Hi
I am currently doing research on speeding up of sequence alignment. Could you let me know which algorithm(or the base algorithm) is used for sequence ALIGNMENT (not assembly) in phred phrap.?
Could you also let me know what are the common sequence alignment algorithms in use now-a-days?
Phred doesn't do alignment, and phrap was the cutting edge back in...the late nineties? Current algorithms typically focus on short reads using compressed suffix arrays (bfindex et al), but for many purposes, old workhorses like BLAST or BLAT are still commonly used.
My understanding is that Phrap is based on Cross_match/SWAT, which are implementations of the Smith-Waterman local alignment algorithm. Cross_match is based on SWAT with banding constraints.

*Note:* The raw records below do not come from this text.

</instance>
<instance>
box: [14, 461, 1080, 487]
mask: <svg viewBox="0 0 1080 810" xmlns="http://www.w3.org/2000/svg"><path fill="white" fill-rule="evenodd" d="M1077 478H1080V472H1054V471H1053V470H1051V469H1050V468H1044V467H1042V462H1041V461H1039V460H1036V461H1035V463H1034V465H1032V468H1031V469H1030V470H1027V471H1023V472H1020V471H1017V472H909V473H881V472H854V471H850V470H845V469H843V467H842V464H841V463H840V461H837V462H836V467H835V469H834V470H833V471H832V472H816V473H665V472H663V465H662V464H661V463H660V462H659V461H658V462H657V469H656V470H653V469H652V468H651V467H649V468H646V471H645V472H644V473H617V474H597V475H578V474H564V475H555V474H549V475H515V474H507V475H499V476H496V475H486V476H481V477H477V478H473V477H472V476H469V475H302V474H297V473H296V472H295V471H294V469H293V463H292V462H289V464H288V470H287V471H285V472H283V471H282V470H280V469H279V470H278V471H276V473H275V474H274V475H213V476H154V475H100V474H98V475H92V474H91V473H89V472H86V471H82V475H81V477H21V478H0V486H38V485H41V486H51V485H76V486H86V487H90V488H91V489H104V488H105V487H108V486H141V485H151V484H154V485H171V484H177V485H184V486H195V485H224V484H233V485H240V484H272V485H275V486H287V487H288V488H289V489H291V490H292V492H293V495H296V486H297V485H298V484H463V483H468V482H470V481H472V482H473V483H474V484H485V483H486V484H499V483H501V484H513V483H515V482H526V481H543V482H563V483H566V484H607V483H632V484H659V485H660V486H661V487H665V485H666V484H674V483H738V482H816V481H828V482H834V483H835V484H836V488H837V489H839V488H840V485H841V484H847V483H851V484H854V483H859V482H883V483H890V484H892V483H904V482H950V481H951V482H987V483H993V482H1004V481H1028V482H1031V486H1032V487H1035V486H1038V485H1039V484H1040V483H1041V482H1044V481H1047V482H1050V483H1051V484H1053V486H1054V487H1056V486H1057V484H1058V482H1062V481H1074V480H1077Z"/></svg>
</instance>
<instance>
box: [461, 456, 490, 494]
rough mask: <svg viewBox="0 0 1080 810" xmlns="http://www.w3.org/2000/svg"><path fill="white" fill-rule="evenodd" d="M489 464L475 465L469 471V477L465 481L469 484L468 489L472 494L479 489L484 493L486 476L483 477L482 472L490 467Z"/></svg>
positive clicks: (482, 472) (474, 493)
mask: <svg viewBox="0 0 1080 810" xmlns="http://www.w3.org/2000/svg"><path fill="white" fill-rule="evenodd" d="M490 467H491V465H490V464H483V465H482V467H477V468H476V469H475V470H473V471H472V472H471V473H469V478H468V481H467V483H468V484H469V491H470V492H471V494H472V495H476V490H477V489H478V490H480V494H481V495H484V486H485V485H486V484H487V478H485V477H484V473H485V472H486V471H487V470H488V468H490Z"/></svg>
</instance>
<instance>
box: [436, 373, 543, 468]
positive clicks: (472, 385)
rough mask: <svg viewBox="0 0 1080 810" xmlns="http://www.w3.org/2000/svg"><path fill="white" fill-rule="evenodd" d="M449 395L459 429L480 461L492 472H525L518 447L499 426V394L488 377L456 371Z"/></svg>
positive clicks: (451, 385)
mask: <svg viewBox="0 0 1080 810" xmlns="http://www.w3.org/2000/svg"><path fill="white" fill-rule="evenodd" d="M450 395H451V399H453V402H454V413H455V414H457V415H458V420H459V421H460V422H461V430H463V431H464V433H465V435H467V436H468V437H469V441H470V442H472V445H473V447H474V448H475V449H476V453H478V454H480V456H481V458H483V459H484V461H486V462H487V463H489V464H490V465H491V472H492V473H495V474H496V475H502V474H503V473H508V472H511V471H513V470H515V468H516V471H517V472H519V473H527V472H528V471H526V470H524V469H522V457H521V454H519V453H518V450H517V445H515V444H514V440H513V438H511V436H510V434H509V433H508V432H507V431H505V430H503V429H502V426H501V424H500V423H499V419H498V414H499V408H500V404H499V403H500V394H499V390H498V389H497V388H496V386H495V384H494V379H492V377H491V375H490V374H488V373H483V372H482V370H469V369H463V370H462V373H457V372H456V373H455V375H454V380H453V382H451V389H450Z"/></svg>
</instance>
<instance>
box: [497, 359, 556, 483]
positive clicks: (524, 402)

Swat and cross_match are programs for rapid protein and nucleic acid sequence comparison and database search, based on an efficient implementation of the Smith-Waterman-Gotoh algorithm (Smith & Waterman 1981, Gotoh 1982). By revising the recursion relations slightly and making efficient use of word-packing, we have been able to significantly reduce the number of machine instructions executed per Smith-Waterman matrix cell, resulting in a speed enhancement of 2-3 fold over the previous best implementation (Pearson and Miller, 1992). Swat is about 1 / 10 as fast as BLAST, making it quite adequate for performing database searches on a workstation. Statistical significance of the hits is evaluated based on the empirical score distribution for the search, taking into account dependence of the score variance and mean on the length of the database sequence.
Cross_match uses the same algorithm as swat, but in addition allows the comparison of a pair of sequences to be constrained to bands of the Smith-Waterman matrix that surround one or more matching words in the sequences. This substantially increases speed for large-scale nucleotide sequence comparisons without significantly compromising sensitivity. We have found cross_match useful for the following tasks: comparing a set of reads to a set of vector sequences to produce vector-masked versions of the reads; comparing contig sequences found by two alternative assembly procedures (e.g. phrap and xbap) to each other; and comparing assembled contigs to the final edited cosmid sequence, in retrospective studies of the accuracy of fully automated assembly. We also now routinely use cross_match to find repeats in finished cosmid sequences and mask them out prior to database searches.
Clustal and Muscle are common sequence alignment algorithms implemented in many other programs. These are particularly good for multiple sequence alignments containing many sequences.
http://www.clustal.org/http://www.drive5.com/muscle/
Have you already searched on the Web and in the literature for relevant information? That's an important part of "doing research".
Phred doesn't do alignment, and phrap was the cutting edge back in...the late nineties? Current algorithms typically focus on short reads using compressed suffix arrays (bfindex et al), but for many purposes, old workhorses like BLAST or BLAT are still commonly used.
thanks Ketil. Could you put this as an answer?